When this option is enabled, if you cannot get read access to any table column (if there is read access to the table as a whole), the system hides it completely from the user and the requested action is completed successfully. In the response to the read request (in so called output parameters), a list of columns that were skipped during reading due to lack of permissions is then passed. In case of an operation, such information is displayed in a warning from the scheduler.

This feature is actively used in the YTsaurus web interface to enable you to view data in columns to which the user has access and warn that some columns are hidden due to lack of access.

Example

Suppose an ACL with the following ACE is set on the table:

{
    action = allow;
    subjects = [username];
    permissions = [read];
    columns = [money];
}

Let's also assume that there are no more columnar ACEs all the way up to the root from this table.

The following is then performed:

  1. Any user who has read access to this table will be able to read all columns, except money.
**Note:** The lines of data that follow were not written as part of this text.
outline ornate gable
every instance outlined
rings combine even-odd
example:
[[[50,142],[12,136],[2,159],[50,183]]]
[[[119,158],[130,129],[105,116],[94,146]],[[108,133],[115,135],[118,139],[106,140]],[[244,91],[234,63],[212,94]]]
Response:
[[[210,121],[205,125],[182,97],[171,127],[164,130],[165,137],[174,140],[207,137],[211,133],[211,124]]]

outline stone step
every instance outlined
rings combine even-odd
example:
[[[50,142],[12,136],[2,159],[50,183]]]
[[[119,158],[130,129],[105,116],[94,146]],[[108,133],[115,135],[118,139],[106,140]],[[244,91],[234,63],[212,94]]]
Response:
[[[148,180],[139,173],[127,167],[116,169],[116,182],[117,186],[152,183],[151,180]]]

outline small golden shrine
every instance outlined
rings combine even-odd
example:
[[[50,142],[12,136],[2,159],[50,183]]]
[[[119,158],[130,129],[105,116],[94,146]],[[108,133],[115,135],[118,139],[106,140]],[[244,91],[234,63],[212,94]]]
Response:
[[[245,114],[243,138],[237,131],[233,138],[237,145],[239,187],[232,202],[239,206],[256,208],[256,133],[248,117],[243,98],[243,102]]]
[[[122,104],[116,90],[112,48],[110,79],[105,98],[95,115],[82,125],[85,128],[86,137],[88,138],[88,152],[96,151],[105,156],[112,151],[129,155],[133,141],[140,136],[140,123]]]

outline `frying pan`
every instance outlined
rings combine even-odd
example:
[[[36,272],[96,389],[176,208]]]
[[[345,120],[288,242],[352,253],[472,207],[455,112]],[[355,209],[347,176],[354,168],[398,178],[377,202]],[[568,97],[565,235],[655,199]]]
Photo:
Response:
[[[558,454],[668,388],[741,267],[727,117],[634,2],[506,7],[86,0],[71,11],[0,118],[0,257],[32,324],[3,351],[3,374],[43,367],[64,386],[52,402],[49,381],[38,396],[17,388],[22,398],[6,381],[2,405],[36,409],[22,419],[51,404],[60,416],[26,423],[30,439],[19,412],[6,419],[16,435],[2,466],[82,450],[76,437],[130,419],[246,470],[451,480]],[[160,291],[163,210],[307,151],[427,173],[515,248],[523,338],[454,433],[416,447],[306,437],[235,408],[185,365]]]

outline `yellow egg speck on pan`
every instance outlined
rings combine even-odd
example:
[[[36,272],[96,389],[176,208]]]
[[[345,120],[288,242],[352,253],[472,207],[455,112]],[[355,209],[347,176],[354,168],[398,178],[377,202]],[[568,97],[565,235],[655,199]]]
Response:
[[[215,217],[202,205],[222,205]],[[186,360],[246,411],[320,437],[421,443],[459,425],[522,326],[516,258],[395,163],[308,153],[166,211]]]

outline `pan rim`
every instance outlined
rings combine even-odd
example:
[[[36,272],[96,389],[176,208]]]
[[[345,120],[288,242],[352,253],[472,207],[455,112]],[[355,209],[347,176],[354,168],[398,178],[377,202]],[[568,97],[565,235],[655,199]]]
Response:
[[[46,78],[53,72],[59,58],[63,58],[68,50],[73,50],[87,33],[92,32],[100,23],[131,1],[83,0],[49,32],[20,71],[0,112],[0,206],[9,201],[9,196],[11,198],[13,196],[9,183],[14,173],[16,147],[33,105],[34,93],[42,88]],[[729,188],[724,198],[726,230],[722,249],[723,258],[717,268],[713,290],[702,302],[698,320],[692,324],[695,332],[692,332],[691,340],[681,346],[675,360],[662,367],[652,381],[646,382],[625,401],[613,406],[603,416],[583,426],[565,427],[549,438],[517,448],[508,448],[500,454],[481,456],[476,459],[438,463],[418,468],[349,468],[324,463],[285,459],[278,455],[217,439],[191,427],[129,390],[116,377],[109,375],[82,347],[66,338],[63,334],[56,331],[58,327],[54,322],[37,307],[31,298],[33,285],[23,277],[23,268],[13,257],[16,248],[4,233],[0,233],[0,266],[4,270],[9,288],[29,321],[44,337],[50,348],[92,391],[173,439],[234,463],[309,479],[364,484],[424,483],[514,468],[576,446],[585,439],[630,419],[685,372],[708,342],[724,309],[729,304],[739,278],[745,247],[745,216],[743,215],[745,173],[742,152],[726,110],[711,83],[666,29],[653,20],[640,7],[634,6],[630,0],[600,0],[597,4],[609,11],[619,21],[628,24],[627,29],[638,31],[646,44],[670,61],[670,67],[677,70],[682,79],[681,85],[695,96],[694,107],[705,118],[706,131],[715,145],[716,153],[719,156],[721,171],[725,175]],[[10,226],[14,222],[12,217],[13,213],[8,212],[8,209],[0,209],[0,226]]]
  2. If a user other than username attempts to read the money column, an authorization error will occur. This will happen both when you explicitly specify this column name in the filter and when you attempt to read without any filter.

  3. User username will be able to read the money column (provided that this user also has read access to the entire table).

Notes

Attention

Setting an ACE with a column read permission causes all users not specified in the ACE to automatically lose the read permission for the column. Therefore, before restricting access to the column, make sure that doing so will not break the processes working with the table.

  1. In the current implementation, the feature applies only to column reading. Therefore, do not specify permissions other than read in the permissions attribute.
  2. If the table has no schema or the schema is empty and weak, you cannot restrict access to its individual columns. You cannot restrict access to columns that are not specified in the schema if the schema is not strict, even if any restrictions for them are described in the ACL. Do not forget to schematize your data and describe the protected columns explicitly in the schema.
  3. Columnar ACEs must be specified not only on the tables, but also on the directories. ACE data is inherited in a standard way and its inheritance is broken specifically in those nodes where inherit_acl = %false is set.
  4. Only YTsaurus administrators can manage columnar ACEs.